Music: Organ Recital – Freddie James
This week our classical music reviewer Hanna Grzeskiewicz hears Freddie James play Cage and Ligeti in a lunchtime recital

As part of the St John’s lunchtime organ recital series, the Junior Scholar Freddie James proposed a very brave programme of contemporary organ music by Cage and Ligeti, having cut the work of the lesser known Scelsi, which was originally included.
He led off with Cage’s ‘Souvenir for organ’. Within only a few minutes into the piece, those listening were put into a trance – despite the constant flow of noisy tourists, who disturbed the carefully crafted atmosphere of the music. The sinister sound bounced off the walls of the chapel, the hypnotic loops in the higher register contrasted by occasional low growls, which sounded as if someone was physically moving the organ. It was closer to a sound effect than something from an organ – by candlelight it would have no doubt made many people jump. The very nature of the piece gave the performance almost a sacred but also sinister quality.
The beginning of Ligeti’s Volumina shocked and shook the chapel, which had been sustained in the last chords of the Cage. The first chord was massive and grating (it did feature every single note on the instrument).

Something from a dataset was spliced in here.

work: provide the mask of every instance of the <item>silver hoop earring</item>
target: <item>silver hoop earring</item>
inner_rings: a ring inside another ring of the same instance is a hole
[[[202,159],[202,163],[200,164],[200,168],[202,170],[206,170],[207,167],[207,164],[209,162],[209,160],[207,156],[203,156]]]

James’s interpretation of this piece, the score of which is a series of instructions and guidelines rather than actual notes, increasingly matched the atmosphere of the Cage. Gradual changes also made it hypnotic; it fluctuated between breathtaking moments of calm and technically impressive, more agitated passages. More so than the Cage, the sound crossed the line between hearing sounds and acoustic effects – at times it was not easy to distinguish between engine noises from the street and the organ, especially as certain tones appeared to emerge from different parts of the chapel, creating a layered effect. It was nonetheless exhausting as a performance. The church bells in the distance, which came at the very end of the recital, completed the surrealism, and highlighted the different world we had been immersed in.